Juliana Chua

Subject area
Computer Science

I chose to study at Loughborough University as I had heard a lot about Loughborough in Singapore, and had great admiration for the teachers and the rich balanced student life Loughborough provides.

As an international student, the investment of family, time and money is significant. Among the likes of Cambridge, Oxford and Imperial for teaching excellence, I prioritised my decision to learn at a university that provided a high quality teaching and learning experience for its students. Loughborough has inspired me to find a school-work-life balance. It has taught me to get out of my comfort zone, to learn from failure, persevere and stay true to the course of achieving what I set out to do. Loughborough become a home away from home - 11,000km away.

I graduated from Loughborough University with honors in Computer Science and took on a gap year to work for IBM Hursley to enhance that school-work-life integration experience.

I would encourage prospective students to opt for a placement year to increase ownership as well as deepen practical and personal awareness of career ambition. During my 15 months at IBM Hursley, I was exposed to Intellectual Property Law which kick-started my career. I received the departmental Bravo award with a cash reward that I stashed away for my final year, and more importantly a job referral to work for an Australian patent law firm upon graduation.
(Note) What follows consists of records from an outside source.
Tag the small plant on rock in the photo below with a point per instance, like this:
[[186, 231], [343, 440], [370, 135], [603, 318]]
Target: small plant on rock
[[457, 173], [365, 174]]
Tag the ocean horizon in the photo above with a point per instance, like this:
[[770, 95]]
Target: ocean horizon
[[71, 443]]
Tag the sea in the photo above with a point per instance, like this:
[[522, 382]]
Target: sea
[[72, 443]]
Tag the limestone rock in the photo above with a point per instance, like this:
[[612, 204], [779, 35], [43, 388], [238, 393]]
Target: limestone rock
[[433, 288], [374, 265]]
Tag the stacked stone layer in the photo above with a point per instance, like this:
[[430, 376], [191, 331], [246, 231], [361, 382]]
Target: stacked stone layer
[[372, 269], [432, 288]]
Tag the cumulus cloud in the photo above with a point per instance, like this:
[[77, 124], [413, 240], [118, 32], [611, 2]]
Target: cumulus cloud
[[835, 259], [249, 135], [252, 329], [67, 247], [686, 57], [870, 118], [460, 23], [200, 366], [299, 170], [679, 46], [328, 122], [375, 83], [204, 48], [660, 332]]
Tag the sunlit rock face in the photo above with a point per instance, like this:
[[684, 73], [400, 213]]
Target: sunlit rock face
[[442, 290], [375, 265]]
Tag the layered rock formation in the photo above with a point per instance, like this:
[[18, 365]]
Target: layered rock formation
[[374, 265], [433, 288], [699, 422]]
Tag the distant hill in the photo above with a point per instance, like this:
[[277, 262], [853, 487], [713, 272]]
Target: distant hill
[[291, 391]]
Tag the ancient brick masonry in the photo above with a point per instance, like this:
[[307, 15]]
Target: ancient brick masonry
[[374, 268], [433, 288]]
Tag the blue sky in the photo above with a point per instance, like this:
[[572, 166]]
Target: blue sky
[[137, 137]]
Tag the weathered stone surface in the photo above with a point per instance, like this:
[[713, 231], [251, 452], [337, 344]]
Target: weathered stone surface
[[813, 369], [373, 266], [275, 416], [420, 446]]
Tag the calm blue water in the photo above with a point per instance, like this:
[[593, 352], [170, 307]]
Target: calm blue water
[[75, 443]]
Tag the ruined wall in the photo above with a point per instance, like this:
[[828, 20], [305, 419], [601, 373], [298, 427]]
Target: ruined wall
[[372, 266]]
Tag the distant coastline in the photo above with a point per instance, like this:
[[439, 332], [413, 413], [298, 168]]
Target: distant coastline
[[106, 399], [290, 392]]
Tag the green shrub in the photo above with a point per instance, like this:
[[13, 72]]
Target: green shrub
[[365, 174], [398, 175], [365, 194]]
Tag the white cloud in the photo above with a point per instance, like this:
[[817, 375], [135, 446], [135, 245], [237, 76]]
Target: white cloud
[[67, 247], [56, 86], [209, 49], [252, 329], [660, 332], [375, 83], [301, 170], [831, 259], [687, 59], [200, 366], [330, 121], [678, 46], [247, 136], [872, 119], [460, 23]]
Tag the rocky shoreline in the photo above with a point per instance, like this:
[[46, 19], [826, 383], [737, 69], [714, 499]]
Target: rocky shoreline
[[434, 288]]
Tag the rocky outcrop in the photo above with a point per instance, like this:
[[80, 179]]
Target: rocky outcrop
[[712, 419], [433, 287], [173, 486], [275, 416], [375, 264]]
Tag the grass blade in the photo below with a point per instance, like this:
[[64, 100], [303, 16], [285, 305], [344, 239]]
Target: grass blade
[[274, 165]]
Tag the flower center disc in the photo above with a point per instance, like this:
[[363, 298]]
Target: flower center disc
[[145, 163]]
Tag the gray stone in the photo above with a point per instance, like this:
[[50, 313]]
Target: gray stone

As an international student, I looked forward to bringing the international student community together. I participated heavily in the Singapore Society as Publicity Officer and Advisor in my second and final year respectively. During my second year, I received the award for best contribution to a society. For leisure, I was a member of the Loughborough Ski Club in my first year. As university work got heavier, I decided to run daily, swim weekly at our Olympic-sized indoor heated pool, as well as play basketball regularly with friends in the indoor basketball courts.

Juliana Chua

My career journey so far has been very grounded with a common theme of innovation throughout my journey of nine companies to date. Although my background was in Computer Science at Loughborough, I continue to grow myself thereafter by studying Intellectual Property Law at the National University of Singapore, Innovation and Entrepreneurship at Stanford University in the USA and International Business Management at INSEAD.

My first job had me exposed to Intellectual Property Law and my curiosity steered me thereafter into innovation, entrepreneurship and digital transformation. Each of the nine companies has taught me resilience and agility, where I seek to understand instead of being understood so as to constantly move forward in an innovative dimension.

I currently work with Essilor, a French-based world leading ophthalmic optics company founded in 1849. In 2018, we completed a €48 billion merger with Italian eyewear company Luxottica to be EssilorLuxottica. The current market capitalisation for EssilorLuxottica stands at €55 billion (Feb 2020). At Essilor,  I head the digitisation efforts for Asia, Middle East, Russia and Africa markets as Director of Digital Transformation.

There are 3 moments in my career which I am most proud of thus far.

In 2015, I received Gold for Fitness Innovation at Edison Awards in New York and was also nominated into MIT Technology Review for Innovators under 35 - for the first startup where I launched our health monitor into 30 countries worldwide. In 2017, I was emplaced into Singapore Economic Development Board (EDB) Leadership programme and got to study International Business Management at INSEAD. In 2019, I was awarded Digital Leader of the Year for Woman in IT Asia Awards, and was named into IDG ASEAN CIO50 for Leadership and Innovation with the digitisation of all line of our insurance business.

Overall, I think the future holds good outcomes for the economy where technology adoption is focused on innovation-led growth instead of labour reduction and cost savings. Transition management is thus important, where the government is working closely with companies to proactively increase labour fluidity and equipping employees with new skills.